This method samples a real point on a variety numerically, using a combination of the Nelder-Mead simplex method and line search with gradient descent. This can be much quicker than performing a numerical irreducible decomposition.
The option Tolerance specifies a requested error tolerance for the point, with respect to the generating set of the ideal.
The option Iterations specifies an upper limit on the number of iterations to run the approximation algorithms. If this value is too low, then the method will return a point which may not be within the specified error tolerance.
The following example shows how to sample a point from the 4 x 5 funtf variety.
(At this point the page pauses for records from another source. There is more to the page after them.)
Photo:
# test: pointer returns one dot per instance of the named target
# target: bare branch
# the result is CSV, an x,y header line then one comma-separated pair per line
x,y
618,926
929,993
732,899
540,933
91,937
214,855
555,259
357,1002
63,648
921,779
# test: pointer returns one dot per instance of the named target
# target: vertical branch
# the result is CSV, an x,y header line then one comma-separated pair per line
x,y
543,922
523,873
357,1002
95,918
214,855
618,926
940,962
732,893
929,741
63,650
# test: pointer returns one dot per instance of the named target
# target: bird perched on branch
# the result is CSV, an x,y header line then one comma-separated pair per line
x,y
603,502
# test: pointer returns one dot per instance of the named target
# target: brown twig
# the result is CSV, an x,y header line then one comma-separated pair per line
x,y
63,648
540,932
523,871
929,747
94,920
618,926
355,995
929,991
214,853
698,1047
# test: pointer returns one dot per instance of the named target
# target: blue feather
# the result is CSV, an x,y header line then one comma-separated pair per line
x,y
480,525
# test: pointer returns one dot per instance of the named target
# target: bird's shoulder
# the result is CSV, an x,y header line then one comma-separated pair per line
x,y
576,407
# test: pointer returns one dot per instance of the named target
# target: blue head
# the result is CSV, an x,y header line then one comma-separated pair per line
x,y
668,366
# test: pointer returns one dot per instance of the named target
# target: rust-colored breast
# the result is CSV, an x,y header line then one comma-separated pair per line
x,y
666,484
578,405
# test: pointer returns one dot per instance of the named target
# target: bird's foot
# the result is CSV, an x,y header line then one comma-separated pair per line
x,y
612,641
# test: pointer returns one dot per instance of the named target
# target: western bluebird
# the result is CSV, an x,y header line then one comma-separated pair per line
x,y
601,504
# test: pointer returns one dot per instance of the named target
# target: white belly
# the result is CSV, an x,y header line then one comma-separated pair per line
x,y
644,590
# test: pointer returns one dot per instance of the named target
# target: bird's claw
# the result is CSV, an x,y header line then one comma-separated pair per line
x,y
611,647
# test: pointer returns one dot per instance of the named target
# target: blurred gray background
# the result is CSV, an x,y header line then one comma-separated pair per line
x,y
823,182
i1 : (n,r) = (4,5) o1 = (4, 5) o1 : Sequence |
i2 : R = RR[x_(1,1)..x_(n,r)] o2 = R o2 : PolynomialRing |
i3 : A = transpose genericMatrix(R,r,n) o3 = {-1} | x_(1,1) x_(1,2) x_(1,3) x_(1,4) x_(1,5) | {-1} | x_(2,1) x_(2,2) x_(2,3) x_(2,4) x_(2,5) | {-1} | x_(3,1) x_(3,2) x_(3,3) x_(3,4) x_(3,5) | {-1} | x_(4,1) x_(4,2) x_(4,3) x_(4,4) x_(4,5) | 4 5 o3 : Matrix R <--- R |
i4 : I1 = ideal(A*transpose A - (r/n)*id_(R^n)); o4 : Ideal of R |
i5 : I2 = ideal apply(entries transpose A, row -> sum(row, v -> v^2) - 1); o5 : Ideal of R |
i6 : I = I1 + I2; o6 : Ideal of R |
i7 : elapsedTime p = realPoint(I, Iterations => 100) -- 0.842436 seconds elapsed o7 = p o7 : Point |
i8 : matrix pack(5, p#Coordinates) o8 = | .722359 .289465 -.295808 .591752 -.454678 | | -.110166 .0700102 .908882 .630235 .0984753 | | .621173 -.330116 -.0305848 .0539234 .866787 | | .283207 .895726 .292392 -.499725 .179584 | 4 5 o8 : Matrix RR <--- RR 53 53 |
i9 : norm evaluate(gens I, p) o9 = .00000574047029489044 o9 : RR (of precision 53) |
The object realPoint is a method function with options.